The code is site specific. With Amazon I would use scrapy and for pagination they have a method for next page in scrapy that would handle that for you. It’s explained well in the scrapy docs
Awesome boss, Do you think this field of data scrapping will be needed more and more. its 2023 right now and I'm taking a Google Cert on Data Analysis ,Do you think we can be still valuable in Data Scraping ? Its not taught in the class by Google. Please Advise >..JAY Thank you
Hi; I really enjoy this video , my background isn't in programming but I am really interested in this Web Scraping (Data Science) type of work but have no idea or direction as to how to get started, I know on Udemy has some related web scraping courses and how to learn HTML, CSS and Python etc.. I also know that some University or College do offer courses in Data Science, but the cost is very high almost $10,000 for a one year course.

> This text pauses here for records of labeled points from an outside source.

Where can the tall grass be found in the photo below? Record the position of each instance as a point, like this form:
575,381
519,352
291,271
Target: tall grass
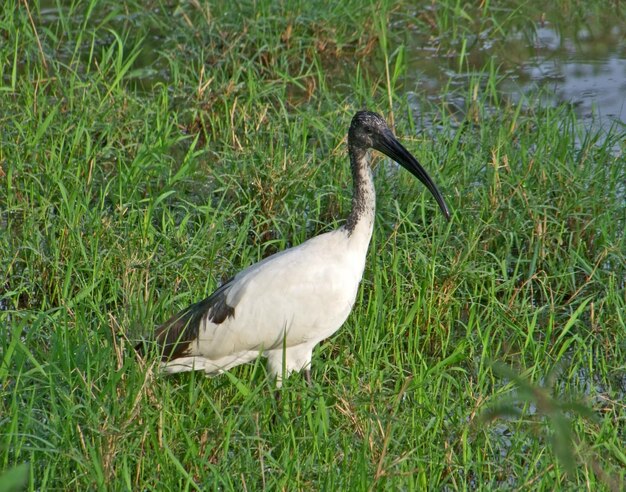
151,150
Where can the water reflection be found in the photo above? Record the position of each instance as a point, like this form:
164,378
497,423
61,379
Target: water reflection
586,71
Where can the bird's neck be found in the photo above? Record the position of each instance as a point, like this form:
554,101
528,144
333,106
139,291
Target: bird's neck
360,222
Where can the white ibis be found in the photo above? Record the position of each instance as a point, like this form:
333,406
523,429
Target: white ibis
284,305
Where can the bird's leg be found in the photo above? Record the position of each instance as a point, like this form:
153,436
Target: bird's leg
277,397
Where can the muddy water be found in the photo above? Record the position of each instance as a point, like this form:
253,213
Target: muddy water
555,63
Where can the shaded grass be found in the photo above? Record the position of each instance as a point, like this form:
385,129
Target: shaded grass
145,158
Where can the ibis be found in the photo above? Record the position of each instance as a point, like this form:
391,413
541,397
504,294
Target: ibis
284,305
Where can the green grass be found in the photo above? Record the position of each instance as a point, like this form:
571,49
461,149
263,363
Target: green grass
151,150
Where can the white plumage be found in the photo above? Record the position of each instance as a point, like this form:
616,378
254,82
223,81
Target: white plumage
284,305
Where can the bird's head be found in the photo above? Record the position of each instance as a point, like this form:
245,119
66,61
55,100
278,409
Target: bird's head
369,130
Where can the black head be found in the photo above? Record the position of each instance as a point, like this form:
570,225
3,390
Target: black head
366,129
369,130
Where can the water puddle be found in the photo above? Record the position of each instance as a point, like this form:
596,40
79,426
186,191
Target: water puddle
550,64
581,64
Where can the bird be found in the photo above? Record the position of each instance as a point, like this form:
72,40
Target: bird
284,305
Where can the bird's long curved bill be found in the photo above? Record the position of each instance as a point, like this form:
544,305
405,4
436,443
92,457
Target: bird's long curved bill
389,146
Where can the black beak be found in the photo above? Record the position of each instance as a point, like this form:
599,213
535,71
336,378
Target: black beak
388,145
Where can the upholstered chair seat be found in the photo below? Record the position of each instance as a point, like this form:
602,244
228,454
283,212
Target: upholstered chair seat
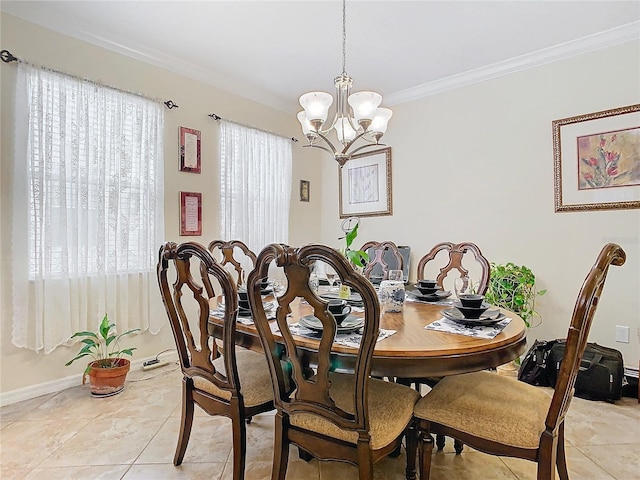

Hi there. Web scraping is a very good area to get into especially around data collection. There are a lot of great free youtube resources. I would first try out a few projects before paying that sum of money to an institution. Several time I’ve seen people invest a lot of money in a hot skill but later have no passion for it. To get you started you can view my web scraping courses...all free...enjoy -> czcams.com/play/PLM30lSIwxWOjrr-6zuMj28fC5RxrPY_Tc.html
Hi can you explain why you use format(i) little bit more
You would use .format when you want to format a string to include a variable. If variable X=12 for examples the following code ‘I am happy to be {}’.format(X) would give ‘I am happy to be 12. Hope that helps.
When I run the df.to_excel() I get the openpyxl file not found.
Other than that, good so far.
I can copy the code and run it in Sublime and Gitbash terminal with no errors. And the excel file is produced.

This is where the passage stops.